In “Sonata ad orecchio”, pag. 12, Violante esprime il suo interessante modus vivendi ed operandi poetico: “Io non mi pongo limiti / né tattiche o raggiri / disegno ciò che capita / respiro i miei respiri / e cerco di cantarli / senz’annotare accordi / ascolto la mia anima / ne pizzico le corde: / risale un suono morbido / ansato per tremori / a volte c’è una sincope / di striduli rumori / ma sempre un soffio tenero / contiene le mie pene / rendendo caldo / il gelido racconto che contiene”.
In “Carezze usuranti”, il poeta canta la natura, capace, nel suo muoversi, di donare all’uomo, il suono della vita e il senso della sua stessa parola: “Questo mare con l’onda che cammina / io guardo / e sento della vita / il suono / che scorre a riva, / […] E sento il tempo / e il moto / e le stagioni / che fasciano la vita, / e le parole / che vestono lo sguardo delle cose / diversamente assenti, / e la natura / che scorre come un rivolo / e riporta / ciascuna vita a naturale sorte.” (pag. 19).
In questa raccolta c’è veramente un gran fermento di idee e scrittura, v’è un dire su molte cose e molti fatti, i titoli stessi dei testi sono esplicativi: La mongolfiera, Etica, Il mondo, Contadini, Gravità, Bontà, Querce, Balletti, Cronaca nera, Salmi, L’ultras, La morte, P.I.L., Un po’ di Post, Apocalisse (prove), eccetera.

Benché ci sia uno stile uniforme di composizione, si riscontra, tuttavia, una certa piacevole fantasia di scrittura. Per la maggior parte i testi sono dediti a un lirismo voluto e ricercato attraverso l’introduzione di aggettivazioni e assonanze, sia all’interno dei versi che al termine con le rime; non mancano però momenti in cui Violante si lascia andare in virtuosismi poetici simpatici, allegri e sonori, ricercando e forzatamente inserendo rime e assonanze che rendono certi testi vere e proprie filastrocche che risuonano onomatopeiche; viene la voglia di leggerle a voce alta per gustarne il gioco sonoro, come la poesia che apre la raccolta, intitolata “La gallina di città”: “[…] / Con passetti corti corti / strabuzzando gli occhi storti / canta chicchi-ricchi-chì, chirì-cchichì / poi si gonfia il suo piumaggio / come nuvola di maggio. / […]”.

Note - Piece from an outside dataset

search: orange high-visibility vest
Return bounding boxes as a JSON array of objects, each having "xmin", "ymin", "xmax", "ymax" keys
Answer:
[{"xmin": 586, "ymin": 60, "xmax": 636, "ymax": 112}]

Per mia onestà critica devo però dire che alcuni testi potrebbero, a mio avviso, guadagnare in forza limando qua e là alcune rime, ma sono sicuro che questo è soltanto un mio gusto personale, che non vuole intaccare, e non intacca, il valore della ricerca poetica e di linguaggio dell’autore, infatti, come tutte le attività di ricerca, si devono provare percorsi anche rischiosi, come lo sono quelli del lirismo e dell’elegia, almeno nel contesto della scrittura moderna contemporanea.
In altre parti della raccolta, si veda ad esempio l’appendice intitolata “moti e terremoti”, vi sono composizioni, a mio gusto tra le più riuscite, completamente essiccate al sole di certo tipo di rigore poetico: “resta la catalessi della gente del Sud / e lo smeriglio, questa pietra dura, / resta la storia antica di paure / la calce bianca i santi / nelle campane di vetro.”, pag. 93. Fino a spingersi, in qualche testo, a composizioni tipiche, nella disposizione delle parole e nella musicalità, della scuola poetica dell’amica Bettarini, ma con tutta la forza della personale scrittura di Violante.
Insomma una raccolta che non passa inosservata e che mostra un poeta in ricerca e che, forse, invita a fare altrettanto. Violante mi piace perché sa giocare, pur nella serietà dei contenuti del suo libro, lo sa fare modulando la forma poetica. Cosa rischiosissima per un poeta, ma lui sa mostrarsi poeta in ricerca, non teme la critica. Complimenti.